Если отбросить все ненужные абстракции, к которым мы приучены формальными науками, то очевидно, что внутри моего сознания я не имею дело со стерильно-бессмысленными названиями (а тем более с физическими объектами). Банальный стул, в действительности, не существует для меня ни как "физический предмет" (означаемое), ни как слово "стул" (означающее), но только как свернутая функция – то, на чем сидят, а иначе я его себе и не представляю. Действительным предметом моего мышления всегда является некая свернутая функция – что-то значащие для меня вещи, – и функция по природе своей интеллектуальная. Я не могу думать о "настольной лампе" иначе, как о какой-то функции (той самой – Выготского-Лурии – "функциональности"), то есть в связи с некой ее предназначенностью (в противном случае она уже не будет для меня "лампой" или вообще чем-либо, о чем можно было бы думать).
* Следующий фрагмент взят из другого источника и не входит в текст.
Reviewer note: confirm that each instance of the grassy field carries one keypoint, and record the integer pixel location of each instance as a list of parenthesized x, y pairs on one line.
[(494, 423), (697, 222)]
Могу ли я, например, думать о Гомере как о какой-то ничего не значащей для меня, бессодержательной абстракции? Нет, Гомер для меня автор "Одиссеи" и "Илиады", которые, в свою очередь, точно так же не существуют для меня не как бестелесные звуки, но как мое понимание этих произведений (то есть перед нами опять-таки все та же свернутая функция). Наконец, если я в принципе не знаю о существовании "Одиссеи" и "Илиады" (думаю, таких "антиковедов" сейчас много), но где-то краем уха слышал про "старика Гомера", то он, вероятно, будет для меня "стариком Гомером" – тоже, но уже так, свернутой функцией. Иными словами, всякая моя "внутренняя жизнь" – это гигантская масса взаимосвязанных, взаимообусловленных значащих что-то знаков. Но что есть эти знаки, взятые в своей массе?
Ролан Барт писал, что "наш мир бесконечно суггестивен" и легко усваивает ложные, неподлинные смыслы, функционирующие в культуре (именно их Барт называет "мифами" и им посвящены его "Мифологии"). Жиль Делез идет дальше – в своей "Логике смысла" он пишет о том, как симулякры "поднимаются на поверхность", что их властью "определяется современность", о том, наконец, что, в отличие от симулякров Платона, нынешние симулякры, таят в себе силу "отрицающую оригинал и копию, модель и реконструкцию". Впрочем, если Делеза весь этот деконструктивизм просто радует и даже будоражит (почему-то), то у Бодрий-яратема симулякра и вовсе звучит уже как призывный набат. Выстраивая целую эволюцию симулякров, он говорит о "подделке", где образ отражает реальность, о "производстве", где образ скрывает и искажает реальность, о собственно "симуляции", где образ скрывает отсутствие реальности, и, наконец, о "фрактальной симуляции", когда образ не имеет никакого отношения к реальности, превращаясь в чистый симулякр симулякра. "Собственно больше опереться и не на что, – пишет Жан Бодрийяр в "Символическом обмене и смерти". – Нам остается одно лишь теоретическое насилие. Смертельная спекуляция, единственным методом которой является радикализация всех гипотез. Даже "код" и "символическое" – все еще термины-симуляторы; хорошо бы суметь постепенно вывести их за пределы речи"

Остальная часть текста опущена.